Adwind Spyware-as-a-Service Utility Grid Operators Attacks
A phishing campaign for grid operators uses a PDF attachment to offer spyware.
A campaign aimed at a domestic grid infrastructure that spoofs a PDF attachment to deliver Adwind spyware.
Adwind, a.k.a. JRAT or SockRat, is used in this campaign in a malware-as – a-service model, researchers said. It offers a full set of info-gathering features including screenshots, Chrome, IE and Microsoft Edge harvesting credentials, video and audio recording, photo-taking, stealing files, keylogging, reading emails and stealing VPN certificates.
“Critical infrastructure facilities are high-risk targets, and the fact that Adwind is available as a paid service is very concerning,” Bob Noel, vice president of strategic relationships for Plixer, told Threatpost. “Anyone willing to pay can target utilities, and when successful, they have the ability to collect keystrokes, steal passwords, grab screenshots, take pictures from the web camera, record sound, etc. If infected end users have access to critical system information, it could be stolen and used in an attempt to attack the facility.”
According to the Cofense researcher Milo Salvia, the phishing e-mail was sent from a hijacked account at Friary Shoes. It simply says,’ A copy of our forwarding notification attached, which you must sign and return,’ with a built-in button that is intended to point to a PDF file.
However, when a victim clicks the button, they are sent back to a malicious web address; in an analysis on Monday Salvia wrote that cyber criminals abuse the Fletcher Specs domain in order to host the malware. Once the victim arrives on the target machine, a payload is automatically downloaded.
The initial payload campaign has a fake PDF file extension to obscure it’s actually a.JAR file.
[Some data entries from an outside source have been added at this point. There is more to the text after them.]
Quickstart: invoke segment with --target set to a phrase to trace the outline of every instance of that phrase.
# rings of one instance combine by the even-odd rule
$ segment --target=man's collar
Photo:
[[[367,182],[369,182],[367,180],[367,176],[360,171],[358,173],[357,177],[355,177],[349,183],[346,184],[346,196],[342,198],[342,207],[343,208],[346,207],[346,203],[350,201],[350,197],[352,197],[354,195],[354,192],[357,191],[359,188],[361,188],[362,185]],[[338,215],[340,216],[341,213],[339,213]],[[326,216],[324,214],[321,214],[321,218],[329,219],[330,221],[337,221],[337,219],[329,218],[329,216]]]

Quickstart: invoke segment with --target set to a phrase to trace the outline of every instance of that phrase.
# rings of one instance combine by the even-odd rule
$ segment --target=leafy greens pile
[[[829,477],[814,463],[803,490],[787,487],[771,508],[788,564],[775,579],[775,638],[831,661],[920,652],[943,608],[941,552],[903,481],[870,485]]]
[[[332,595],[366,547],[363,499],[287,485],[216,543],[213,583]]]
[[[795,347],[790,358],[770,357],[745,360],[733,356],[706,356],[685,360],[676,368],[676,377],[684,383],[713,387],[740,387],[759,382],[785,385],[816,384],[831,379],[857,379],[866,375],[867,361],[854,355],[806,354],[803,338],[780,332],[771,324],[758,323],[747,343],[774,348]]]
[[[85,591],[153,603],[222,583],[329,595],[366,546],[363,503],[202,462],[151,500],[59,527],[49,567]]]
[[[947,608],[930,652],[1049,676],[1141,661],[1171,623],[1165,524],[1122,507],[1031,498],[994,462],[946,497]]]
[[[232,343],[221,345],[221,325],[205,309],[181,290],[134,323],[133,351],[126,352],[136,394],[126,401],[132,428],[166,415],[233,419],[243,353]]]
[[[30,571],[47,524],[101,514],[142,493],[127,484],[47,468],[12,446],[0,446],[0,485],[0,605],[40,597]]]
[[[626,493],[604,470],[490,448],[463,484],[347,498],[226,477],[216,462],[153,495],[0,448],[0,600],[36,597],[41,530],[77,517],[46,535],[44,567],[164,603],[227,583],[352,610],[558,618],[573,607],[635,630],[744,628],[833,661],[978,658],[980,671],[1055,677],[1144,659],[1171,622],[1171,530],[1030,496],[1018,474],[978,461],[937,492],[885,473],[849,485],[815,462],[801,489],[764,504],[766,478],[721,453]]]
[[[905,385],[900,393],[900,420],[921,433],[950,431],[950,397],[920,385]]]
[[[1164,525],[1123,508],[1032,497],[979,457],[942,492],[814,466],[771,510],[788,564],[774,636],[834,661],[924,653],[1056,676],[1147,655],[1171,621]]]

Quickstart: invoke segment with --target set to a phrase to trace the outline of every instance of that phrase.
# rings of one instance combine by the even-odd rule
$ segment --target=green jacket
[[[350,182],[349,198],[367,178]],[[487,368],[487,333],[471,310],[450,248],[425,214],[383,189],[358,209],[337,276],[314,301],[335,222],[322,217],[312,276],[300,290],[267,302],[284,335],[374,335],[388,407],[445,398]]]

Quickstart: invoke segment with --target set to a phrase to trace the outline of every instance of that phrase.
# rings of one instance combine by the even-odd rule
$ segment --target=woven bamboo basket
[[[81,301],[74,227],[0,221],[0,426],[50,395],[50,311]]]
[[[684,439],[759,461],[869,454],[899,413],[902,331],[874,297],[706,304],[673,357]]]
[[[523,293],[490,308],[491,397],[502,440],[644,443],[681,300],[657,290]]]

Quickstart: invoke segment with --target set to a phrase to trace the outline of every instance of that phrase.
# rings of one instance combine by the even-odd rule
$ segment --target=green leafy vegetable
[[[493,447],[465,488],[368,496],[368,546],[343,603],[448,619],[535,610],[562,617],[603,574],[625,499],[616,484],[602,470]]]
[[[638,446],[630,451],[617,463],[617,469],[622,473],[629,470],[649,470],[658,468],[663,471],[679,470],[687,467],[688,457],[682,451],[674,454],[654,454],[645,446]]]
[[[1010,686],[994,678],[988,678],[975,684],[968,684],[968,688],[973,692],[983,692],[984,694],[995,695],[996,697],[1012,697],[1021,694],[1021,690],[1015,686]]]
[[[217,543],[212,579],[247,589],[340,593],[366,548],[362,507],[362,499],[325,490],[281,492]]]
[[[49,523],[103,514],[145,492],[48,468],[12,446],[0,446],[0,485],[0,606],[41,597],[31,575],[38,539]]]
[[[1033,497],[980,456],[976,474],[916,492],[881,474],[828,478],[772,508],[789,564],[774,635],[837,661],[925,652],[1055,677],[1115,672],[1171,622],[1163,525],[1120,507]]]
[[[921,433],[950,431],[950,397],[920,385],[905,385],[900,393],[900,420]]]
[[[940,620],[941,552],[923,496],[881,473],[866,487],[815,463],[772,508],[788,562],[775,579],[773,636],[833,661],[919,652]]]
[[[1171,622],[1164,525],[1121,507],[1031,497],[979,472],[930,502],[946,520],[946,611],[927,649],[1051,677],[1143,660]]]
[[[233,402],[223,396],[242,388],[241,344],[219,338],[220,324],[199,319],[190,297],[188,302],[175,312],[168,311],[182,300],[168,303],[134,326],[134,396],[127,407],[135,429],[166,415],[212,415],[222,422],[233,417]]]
It creates two Java.exe processes in the background, which load two separate Adwind files. According to Salvia, it beacons to its command-and-control (C2) server.
And the researcher has written that he tries to remain hidden from another executable file called takskill.exe which looks for popular antivirus and malware analysis tools and then disables them.
Adwind has made it a hallmark to bypass and disable security tools. A new variant emerged last year, which used a new technology for the injection of Dynamic Data Exchange (DDE) code for anti-virus evasion.
“Tricking end users into clicking on malicious links or attachments continues to be the most successful means for bad actors to gain access,” said Noel. “As is true in the case of the Adwind remote access trojan, once malware lands on a device, it often has the ability to disable antivirus and other types of endpoint detection agents loaded on the device.”